Лео, один из партнеров Дитриха по роме́ (бывший консультант по налоговым делам, некогда осужденный за то, что был неаккуратен с деньгами, а в последнее время — художник, специализирующийся на городских пейзажах), посоветовал ей записаться на курсы психологической реабилитации. И принес в дом буклет, на котором четким шрифтом было напечатано: «Приглашаем Вас и Ваше горе. Добро пожаловать!» Это переполнило чашу терпения. Марго выпалила пейзажисту в лицо свое категорическое требование: раз и навсегда закрыть за собой дверь этого дома, в ответ на что не только он, но и вся картежная братия солидарно и безвозвратно покинула виллу.
Марго стала тихой, как мышка. Она заболела. И даже серьезно. Старая желудочно-кишечная история. Когда ей становилось лучше, она находила утешение в занятиях с внучкой. Они не разлучались весь день. И однажды Марго спросила Амрай, понимает ли та вообще, что за уникальный человечек Мауди. Сама Марго еще никогда не видала такого тонко чувствующего, сердечного ребенка. Да еще с такими благородными выразительными руками.

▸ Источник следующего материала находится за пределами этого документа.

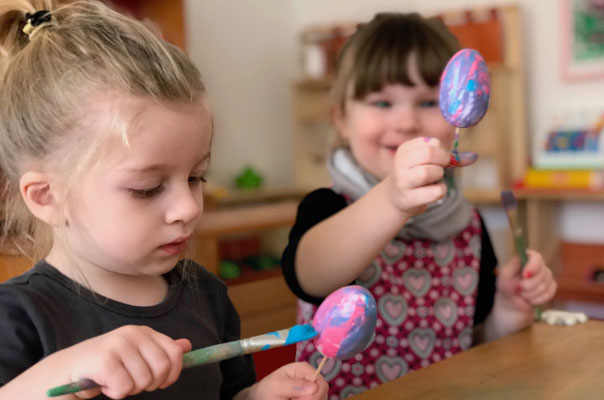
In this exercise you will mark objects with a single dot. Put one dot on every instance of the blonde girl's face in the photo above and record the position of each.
(135, 211)
(377, 125)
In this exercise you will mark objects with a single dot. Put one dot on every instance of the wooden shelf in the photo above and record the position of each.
(248, 218)
(559, 195)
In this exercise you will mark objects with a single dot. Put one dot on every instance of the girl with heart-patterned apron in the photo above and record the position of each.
(395, 219)
(426, 297)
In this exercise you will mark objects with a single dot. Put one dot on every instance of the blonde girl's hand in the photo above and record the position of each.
(533, 286)
(292, 381)
(416, 179)
(127, 361)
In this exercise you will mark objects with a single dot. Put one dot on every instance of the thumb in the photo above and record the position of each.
(294, 387)
(511, 269)
(185, 345)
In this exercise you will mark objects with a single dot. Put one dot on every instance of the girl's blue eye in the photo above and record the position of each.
(381, 104)
(144, 194)
(196, 180)
(428, 103)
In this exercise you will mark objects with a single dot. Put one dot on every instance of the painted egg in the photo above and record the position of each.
(465, 89)
(346, 322)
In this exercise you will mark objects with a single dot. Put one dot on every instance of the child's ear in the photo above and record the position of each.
(338, 119)
(37, 192)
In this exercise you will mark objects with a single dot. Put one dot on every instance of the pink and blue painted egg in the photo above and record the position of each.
(346, 322)
(465, 89)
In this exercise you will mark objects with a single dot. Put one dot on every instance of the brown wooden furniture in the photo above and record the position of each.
(543, 362)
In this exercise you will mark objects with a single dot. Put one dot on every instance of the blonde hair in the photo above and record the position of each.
(378, 54)
(46, 83)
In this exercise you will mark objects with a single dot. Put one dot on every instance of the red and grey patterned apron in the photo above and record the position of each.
(426, 297)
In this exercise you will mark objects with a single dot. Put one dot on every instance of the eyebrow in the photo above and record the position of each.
(160, 167)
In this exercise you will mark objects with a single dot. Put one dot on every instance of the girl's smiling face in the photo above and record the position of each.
(375, 126)
(134, 212)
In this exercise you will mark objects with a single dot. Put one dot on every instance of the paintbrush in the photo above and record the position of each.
(218, 352)
(509, 205)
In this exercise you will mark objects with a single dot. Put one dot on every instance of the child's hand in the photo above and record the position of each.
(292, 381)
(127, 361)
(416, 179)
(536, 286)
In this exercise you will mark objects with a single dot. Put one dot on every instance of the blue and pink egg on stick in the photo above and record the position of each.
(465, 90)
(346, 322)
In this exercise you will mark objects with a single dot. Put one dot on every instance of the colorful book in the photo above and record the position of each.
(564, 179)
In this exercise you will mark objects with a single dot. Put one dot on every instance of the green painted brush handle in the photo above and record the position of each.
(520, 247)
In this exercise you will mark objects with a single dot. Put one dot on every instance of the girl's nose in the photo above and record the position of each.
(406, 119)
(185, 206)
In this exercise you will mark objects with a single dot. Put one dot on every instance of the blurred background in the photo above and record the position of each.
(267, 65)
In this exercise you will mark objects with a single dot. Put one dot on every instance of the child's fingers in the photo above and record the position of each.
(137, 368)
(420, 152)
(159, 363)
(425, 194)
(509, 270)
(424, 175)
(294, 388)
(174, 350)
(543, 296)
(463, 159)
(118, 384)
(184, 344)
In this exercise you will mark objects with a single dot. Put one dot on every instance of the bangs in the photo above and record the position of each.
(383, 57)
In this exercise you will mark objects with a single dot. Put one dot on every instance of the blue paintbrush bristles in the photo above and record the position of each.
(300, 333)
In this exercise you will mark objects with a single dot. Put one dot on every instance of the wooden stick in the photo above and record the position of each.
(323, 361)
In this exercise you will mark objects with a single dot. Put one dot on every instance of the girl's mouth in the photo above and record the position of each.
(175, 247)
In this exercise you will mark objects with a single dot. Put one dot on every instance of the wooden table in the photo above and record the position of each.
(543, 362)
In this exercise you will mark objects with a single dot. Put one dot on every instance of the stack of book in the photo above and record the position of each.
(584, 179)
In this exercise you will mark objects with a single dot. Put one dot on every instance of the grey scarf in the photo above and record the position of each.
(441, 220)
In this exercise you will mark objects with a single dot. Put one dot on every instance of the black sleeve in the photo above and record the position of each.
(486, 279)
(314, 208)
(20, 345)
(239, 372)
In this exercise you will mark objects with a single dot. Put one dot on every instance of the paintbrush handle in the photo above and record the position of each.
(214, 353)
(224, 351)
(520, 244)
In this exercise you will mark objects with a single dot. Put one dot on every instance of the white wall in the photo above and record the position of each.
(246, 53)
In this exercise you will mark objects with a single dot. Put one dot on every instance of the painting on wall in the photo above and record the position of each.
(583, 39)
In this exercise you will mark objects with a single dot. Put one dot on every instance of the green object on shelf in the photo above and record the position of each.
(228, 270)
(248, 179)
(262, 262)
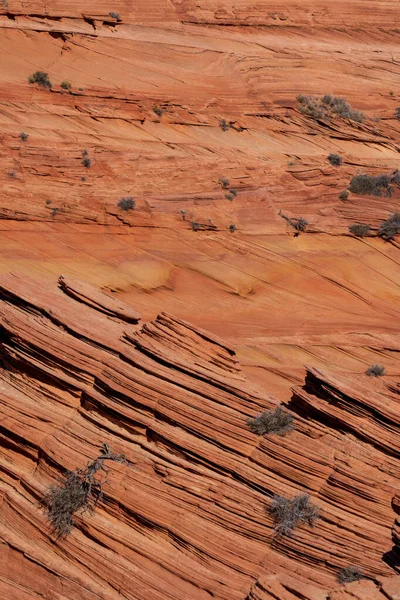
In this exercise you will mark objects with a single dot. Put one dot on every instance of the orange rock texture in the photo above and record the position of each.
(161, 329)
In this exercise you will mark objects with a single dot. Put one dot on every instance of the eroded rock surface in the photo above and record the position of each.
(188, 516)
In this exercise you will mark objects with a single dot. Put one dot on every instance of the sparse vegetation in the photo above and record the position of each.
(350, 574)
(359, 229)
(289, 514)
(41, 78)
(298, 223)
(224, 182)
(157, 110)
(127, 203)
(277, 421)
(390, 228)
(323, 108)
(375, 371)
(335, 159)
(77, 491)
(224, 125)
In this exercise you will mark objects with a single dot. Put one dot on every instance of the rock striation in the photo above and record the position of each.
(188, 516)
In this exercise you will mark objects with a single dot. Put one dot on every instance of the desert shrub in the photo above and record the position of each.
(349, 574)
(41, 78)
(389, 228)
(224, 125)
(371, 185)
(311, 106)
(325, 106)
(289, 514)
(77, 491)
(375, 371)
(157, 110)
(277, 421)
(127, 203)
(335, 159)
(359, 229)
(224, 182)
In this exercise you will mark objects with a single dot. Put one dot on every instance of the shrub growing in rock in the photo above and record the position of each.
(157, 110)
(375, 371)
(77, 491)
(335, 159)
(371, 185)
(224, 182)
(350, 574)
(41, 78)
(359, 229)
(289, 514)
(127, 203)
(389, 228)
(277, 421)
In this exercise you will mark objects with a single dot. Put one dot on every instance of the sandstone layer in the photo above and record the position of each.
(232, 322)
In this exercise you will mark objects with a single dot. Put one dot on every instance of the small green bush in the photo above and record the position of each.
(390, 228)
(350, 574)
(289, 514)
(224, 182)
(77, 491)
(127, 203)
(335, 160)
(277, 421)
(375, 371)
(359, 229)
(41, 78)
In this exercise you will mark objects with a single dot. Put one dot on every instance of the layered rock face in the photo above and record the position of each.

Вскоре после похорон Дитриха Амброс на два дня уехал в Кур. От жены цель поездки он утаил. Ему удалось вовремя перехватить письмо из нотариальной конторы Кура. Для него было загадкой, как там вообще могли узнать его адрес. Но выяснилось, что якобсротская администрация послала туда копию свидетельства о браке вместе с указанием места жительства.
В Кур он ехал не один. Его сопровождала Инес. Стоял очень жаркий июньский день. Воздух зыбился и едва не кипел от зноя.
Судебный чиновник обливался потом. Он придвинул к Амбросу конверт в цветочках, на котором явно детским почерком было написано: «Для моего сына Амброса. Вскрыть разрешается только ему».
Конверт отличался едва заметной припухлостью. В нем лежало что-то очень легкое, чуть скользящее. Амброс молча взял конверт и сунул его в нагрудный карман своей шелковой рубашки. А в общем рассмотрение дела об имуществе Леопольда Бауэрмайстера прошло быстро и гладко. Из наследников при сем присутствовал только Амброс.
Дорогой Амброс, когда ты это прочтешь, я буду уже с Герминой. Я знаю, што у тебя не было времена навестить меня. У вас молодых многа планоф в жизни. Я тебя понимаю. Мне тут очен хорошо, а персонал очен приятный. Даже сестра Марианна, хотя иногда бывает не в духе. Она не может понять, что человек столько лет в госпитали мается. Надо думать головой-то. Объяснять это нету времени. Из летаргии тут вырывает разве што трехразовое питание. Марта такая любезная, што написала это письмо. Ей всего 12 лет и она хорошо воспитанная. Она потеряла левый глаз при афтомобильной аварии. К сожалению, сечас я в гипсе, но скоро опять начну колобродить. Ты у меня любимый сын.Твой отец.